North Vancouver centre offers one stop shop for youth wellness

Foundry North Shore officially opened its doors on Friday. The centre provides a wide array of health and social services for free to youth aged 12 to 24.

Centre among five opening across B.C. that will provide an array of services to youth under one roof

The Foundry North Shore offers drop in hours for youth four days a week. (Vancouver Coastal Health)

The idea behind Foundry North Shore is to bring more than 15 existing programs and services for youth and their families under one friendly roof. 

The centre at 211 West First Street in North Vancouver has a team of doctors, nurses, therapists, mental health, substance use and social workers co-ordinating their services for free to youth aged 12 to 24.

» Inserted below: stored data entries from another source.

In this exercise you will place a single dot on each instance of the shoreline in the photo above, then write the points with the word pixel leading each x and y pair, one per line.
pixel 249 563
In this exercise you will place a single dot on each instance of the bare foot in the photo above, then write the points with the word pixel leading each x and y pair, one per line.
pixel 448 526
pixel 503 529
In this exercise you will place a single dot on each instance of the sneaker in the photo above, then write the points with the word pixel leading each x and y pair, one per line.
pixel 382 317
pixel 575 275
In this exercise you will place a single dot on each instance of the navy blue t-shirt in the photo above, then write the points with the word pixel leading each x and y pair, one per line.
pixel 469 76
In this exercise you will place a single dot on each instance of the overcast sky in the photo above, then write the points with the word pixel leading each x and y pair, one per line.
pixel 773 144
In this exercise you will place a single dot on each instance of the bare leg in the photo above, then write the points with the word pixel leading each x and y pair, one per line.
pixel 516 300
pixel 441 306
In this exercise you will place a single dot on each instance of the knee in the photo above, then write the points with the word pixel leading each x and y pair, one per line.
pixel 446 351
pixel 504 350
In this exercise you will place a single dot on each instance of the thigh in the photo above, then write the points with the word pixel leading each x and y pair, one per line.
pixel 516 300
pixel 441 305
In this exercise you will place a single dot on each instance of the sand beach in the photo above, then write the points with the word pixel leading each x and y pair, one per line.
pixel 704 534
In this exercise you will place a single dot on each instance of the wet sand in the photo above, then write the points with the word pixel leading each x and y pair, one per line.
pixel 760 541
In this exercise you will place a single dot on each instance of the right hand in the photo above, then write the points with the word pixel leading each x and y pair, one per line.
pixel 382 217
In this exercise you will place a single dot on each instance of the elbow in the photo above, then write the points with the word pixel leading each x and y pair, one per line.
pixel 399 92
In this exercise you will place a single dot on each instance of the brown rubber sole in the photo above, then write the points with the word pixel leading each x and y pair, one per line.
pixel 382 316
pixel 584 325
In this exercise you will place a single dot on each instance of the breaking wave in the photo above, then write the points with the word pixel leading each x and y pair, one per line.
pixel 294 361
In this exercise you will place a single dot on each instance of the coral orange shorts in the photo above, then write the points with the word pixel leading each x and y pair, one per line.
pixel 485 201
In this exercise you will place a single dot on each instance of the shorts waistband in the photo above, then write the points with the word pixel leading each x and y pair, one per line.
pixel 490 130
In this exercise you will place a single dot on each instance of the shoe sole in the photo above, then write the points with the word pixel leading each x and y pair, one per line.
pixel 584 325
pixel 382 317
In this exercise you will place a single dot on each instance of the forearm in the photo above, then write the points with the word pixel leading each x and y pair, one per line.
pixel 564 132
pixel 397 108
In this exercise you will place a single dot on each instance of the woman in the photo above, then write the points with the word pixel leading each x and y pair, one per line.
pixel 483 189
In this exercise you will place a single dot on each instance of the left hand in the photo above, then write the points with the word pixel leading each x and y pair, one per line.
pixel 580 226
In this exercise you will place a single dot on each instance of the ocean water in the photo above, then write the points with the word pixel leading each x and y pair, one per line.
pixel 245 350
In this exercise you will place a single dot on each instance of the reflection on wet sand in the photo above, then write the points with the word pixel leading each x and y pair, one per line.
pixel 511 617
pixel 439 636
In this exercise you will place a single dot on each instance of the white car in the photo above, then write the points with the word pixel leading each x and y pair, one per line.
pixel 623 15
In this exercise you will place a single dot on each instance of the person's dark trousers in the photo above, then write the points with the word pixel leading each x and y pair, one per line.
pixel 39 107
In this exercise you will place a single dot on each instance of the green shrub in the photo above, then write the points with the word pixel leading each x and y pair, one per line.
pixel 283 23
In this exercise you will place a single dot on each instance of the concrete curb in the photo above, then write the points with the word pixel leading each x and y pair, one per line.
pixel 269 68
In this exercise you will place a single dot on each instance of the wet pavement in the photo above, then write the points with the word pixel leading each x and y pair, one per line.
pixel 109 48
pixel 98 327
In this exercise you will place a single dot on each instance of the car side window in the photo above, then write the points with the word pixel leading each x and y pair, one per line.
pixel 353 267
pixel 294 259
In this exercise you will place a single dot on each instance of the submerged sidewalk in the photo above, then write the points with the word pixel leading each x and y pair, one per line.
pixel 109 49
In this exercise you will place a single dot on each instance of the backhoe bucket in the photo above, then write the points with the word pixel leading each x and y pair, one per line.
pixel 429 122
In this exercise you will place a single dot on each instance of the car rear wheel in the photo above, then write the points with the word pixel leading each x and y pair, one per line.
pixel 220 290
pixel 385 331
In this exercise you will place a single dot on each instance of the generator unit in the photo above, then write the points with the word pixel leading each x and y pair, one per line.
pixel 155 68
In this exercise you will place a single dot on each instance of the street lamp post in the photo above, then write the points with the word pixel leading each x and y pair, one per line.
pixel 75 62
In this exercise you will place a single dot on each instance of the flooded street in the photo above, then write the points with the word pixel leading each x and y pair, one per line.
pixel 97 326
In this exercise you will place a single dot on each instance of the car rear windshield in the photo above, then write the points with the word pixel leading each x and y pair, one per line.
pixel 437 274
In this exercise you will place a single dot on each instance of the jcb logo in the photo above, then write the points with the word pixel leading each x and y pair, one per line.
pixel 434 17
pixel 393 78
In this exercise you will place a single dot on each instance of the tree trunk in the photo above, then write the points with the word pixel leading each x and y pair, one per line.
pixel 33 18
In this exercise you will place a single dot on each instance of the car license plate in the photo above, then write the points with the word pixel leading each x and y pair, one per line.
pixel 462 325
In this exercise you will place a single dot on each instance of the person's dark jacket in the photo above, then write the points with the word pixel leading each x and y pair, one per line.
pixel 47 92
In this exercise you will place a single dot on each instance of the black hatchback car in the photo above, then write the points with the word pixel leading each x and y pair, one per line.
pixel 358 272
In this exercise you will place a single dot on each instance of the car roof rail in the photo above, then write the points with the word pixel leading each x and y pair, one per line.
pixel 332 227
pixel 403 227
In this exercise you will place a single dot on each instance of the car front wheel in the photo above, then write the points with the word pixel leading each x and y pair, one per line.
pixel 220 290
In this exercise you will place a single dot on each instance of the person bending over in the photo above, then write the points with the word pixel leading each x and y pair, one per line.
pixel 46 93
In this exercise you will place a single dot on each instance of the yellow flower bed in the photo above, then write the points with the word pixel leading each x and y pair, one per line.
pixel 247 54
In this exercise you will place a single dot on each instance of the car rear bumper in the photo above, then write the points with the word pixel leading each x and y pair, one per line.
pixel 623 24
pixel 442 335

"Many of the services are the same, but one of the critical key differences is we've come together, and we're working in a seamless, coordinated way," said Foundry North Shore manager Tanis Evans.

"Sally doesn't have to go from one office to the next office, to the next office. If indeed Sally needs three different types of services, they can all be provided in one place."

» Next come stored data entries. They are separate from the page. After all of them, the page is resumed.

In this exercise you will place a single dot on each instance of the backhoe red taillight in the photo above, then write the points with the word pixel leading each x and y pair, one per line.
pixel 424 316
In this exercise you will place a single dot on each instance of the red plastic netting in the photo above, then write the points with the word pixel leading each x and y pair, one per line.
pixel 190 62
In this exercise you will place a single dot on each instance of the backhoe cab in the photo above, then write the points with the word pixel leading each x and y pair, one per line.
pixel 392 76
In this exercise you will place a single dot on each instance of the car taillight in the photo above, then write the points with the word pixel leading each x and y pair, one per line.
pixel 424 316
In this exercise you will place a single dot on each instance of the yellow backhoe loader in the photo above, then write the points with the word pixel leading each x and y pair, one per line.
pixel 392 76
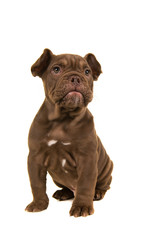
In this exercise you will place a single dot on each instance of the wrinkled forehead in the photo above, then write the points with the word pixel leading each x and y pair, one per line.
pixel 70 60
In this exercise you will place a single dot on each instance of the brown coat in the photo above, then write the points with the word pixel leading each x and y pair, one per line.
pixel 62 137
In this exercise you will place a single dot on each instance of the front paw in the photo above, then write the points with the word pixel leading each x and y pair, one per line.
pixel 81 210
pixel 37 206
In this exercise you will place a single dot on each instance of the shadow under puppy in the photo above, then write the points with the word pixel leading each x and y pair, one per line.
pixel 62 137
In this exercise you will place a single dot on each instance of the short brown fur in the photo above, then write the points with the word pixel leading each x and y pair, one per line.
pixel 62 137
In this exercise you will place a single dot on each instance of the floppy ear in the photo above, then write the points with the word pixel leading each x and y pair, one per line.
pixel 94 65
pixel 42 63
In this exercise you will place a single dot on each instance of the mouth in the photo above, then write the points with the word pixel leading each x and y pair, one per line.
pixel 74 98
pixel 74 94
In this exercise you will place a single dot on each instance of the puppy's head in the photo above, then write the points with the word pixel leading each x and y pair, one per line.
pixel 68 79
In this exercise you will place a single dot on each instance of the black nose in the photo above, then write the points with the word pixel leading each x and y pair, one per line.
pixel 75 80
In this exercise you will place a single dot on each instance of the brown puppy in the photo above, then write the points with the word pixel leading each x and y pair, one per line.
pixel 62 137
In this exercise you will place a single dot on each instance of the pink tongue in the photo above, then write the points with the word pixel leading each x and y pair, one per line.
pixel 76 96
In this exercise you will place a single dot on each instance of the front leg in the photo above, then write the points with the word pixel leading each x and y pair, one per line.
pixel 87 177
pixel 37 174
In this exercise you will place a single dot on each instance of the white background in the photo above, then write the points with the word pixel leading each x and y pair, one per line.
pixel 125 38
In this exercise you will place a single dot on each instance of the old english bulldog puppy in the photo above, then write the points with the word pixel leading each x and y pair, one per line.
pixel 62 137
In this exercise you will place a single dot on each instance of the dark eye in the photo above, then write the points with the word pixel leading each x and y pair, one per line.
pixel 56 69
pixel 87 71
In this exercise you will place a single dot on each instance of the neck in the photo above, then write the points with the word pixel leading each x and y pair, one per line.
pixel 57 113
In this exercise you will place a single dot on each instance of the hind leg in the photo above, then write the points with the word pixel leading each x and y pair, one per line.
pixel 63 194
pixel 99 194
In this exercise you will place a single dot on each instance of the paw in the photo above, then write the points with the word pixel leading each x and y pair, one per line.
pixel 37 206
pixel 99 194
pixel 63 194
pixel 83 211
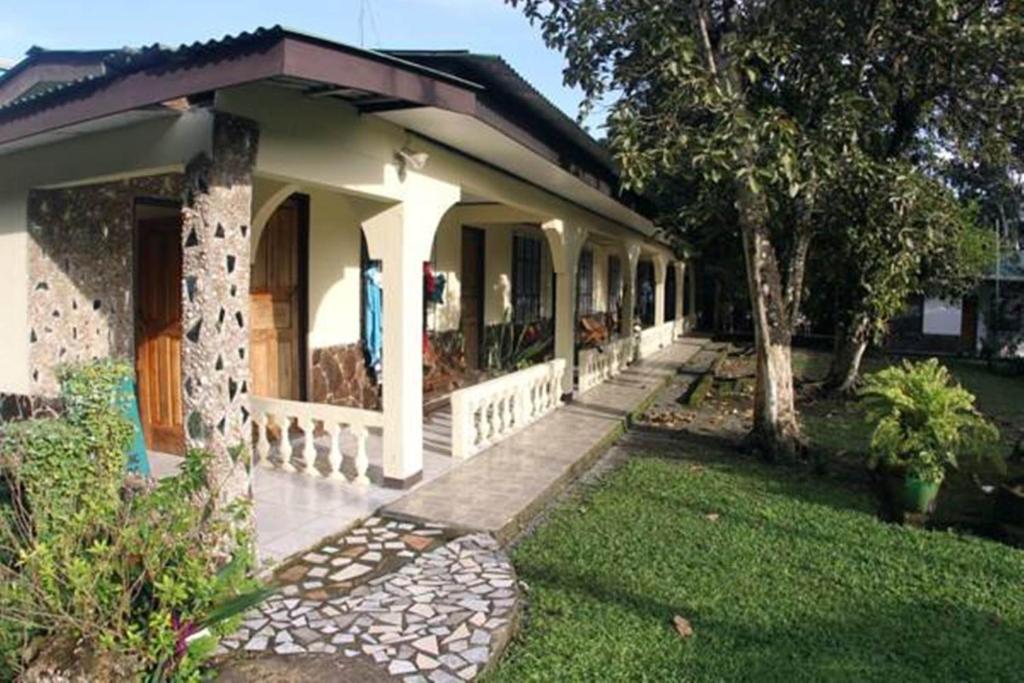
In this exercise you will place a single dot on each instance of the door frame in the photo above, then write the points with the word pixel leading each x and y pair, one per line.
pixel 481 296
pixel 301 202
pixel 163 203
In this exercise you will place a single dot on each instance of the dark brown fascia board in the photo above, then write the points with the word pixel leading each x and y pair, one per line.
pixel 145 88
pixel 320 62
pixel 290 55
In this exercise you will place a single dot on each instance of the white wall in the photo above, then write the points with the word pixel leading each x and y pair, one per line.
pixel 942 317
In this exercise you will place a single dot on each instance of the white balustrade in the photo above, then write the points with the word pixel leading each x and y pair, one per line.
pixel 312 421
pixel 599 365
pixel 486 413
pixel 654 339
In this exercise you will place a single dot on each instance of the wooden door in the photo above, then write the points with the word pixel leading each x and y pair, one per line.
pixel 158 339
pixel 276 342
pixel 471 297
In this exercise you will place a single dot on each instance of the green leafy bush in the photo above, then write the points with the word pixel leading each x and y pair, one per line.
pixel 110 562
pixel 924 421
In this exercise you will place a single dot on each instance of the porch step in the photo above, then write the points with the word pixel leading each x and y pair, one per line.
pixel 501 489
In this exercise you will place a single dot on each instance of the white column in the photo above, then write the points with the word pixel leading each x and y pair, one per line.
pixel 565 242
pixel 632 251
pixel 660 272
pixel 680 267
pixel 691 293
pixel 400 238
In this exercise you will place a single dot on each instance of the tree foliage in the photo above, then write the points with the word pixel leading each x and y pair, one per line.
pixel 763 104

The centre provides youth with spaces for hanging out. (Vancouver Coastal Health)

Foundry North Shore is one of five youth service centres opening across the province which focus on early interventions for youth dealing with health issues. 

"We know that support for youth is critical upstream. That's where we need to make sure that we are supporting our young people before they have reached a crisis point in their lives. Investing in prevention, in intervening early, when a young person is struggling," said provincial Mental Health and Addictions Minister Judy Darcy.

Soft openings are taking place for Foundry centres in Campbell River, Kelowna and Prince George, while Abbotsford is expected to be up and running early in the new Year.

Each center plans to serve between 1,200 and 2,500 young people per year.

Peer support worker Yvana Avram describes her work at the Foundry North Shore to Mental Health and Addictions Minister Judy Darcy. (Cory Correia/CBC News)

Yvana Avram, 19, is a peer support worker at Foundry North Shore. Having struggled with depression and general anxiety disorder as a teenager, she says she is excited to offer a lifeline to youth facing mental illness. 

"It is a sort of a one stop shop, which is what makes Foundry really unique. You can walk in and see people right away, and access services right away, even if you don't know what you need," said Avram.

Foundry Policy and Partnerships Director Pamela Liversidge says an announcement concerning five more Foundry centres being added to the provincial network is coming in a few weeks.  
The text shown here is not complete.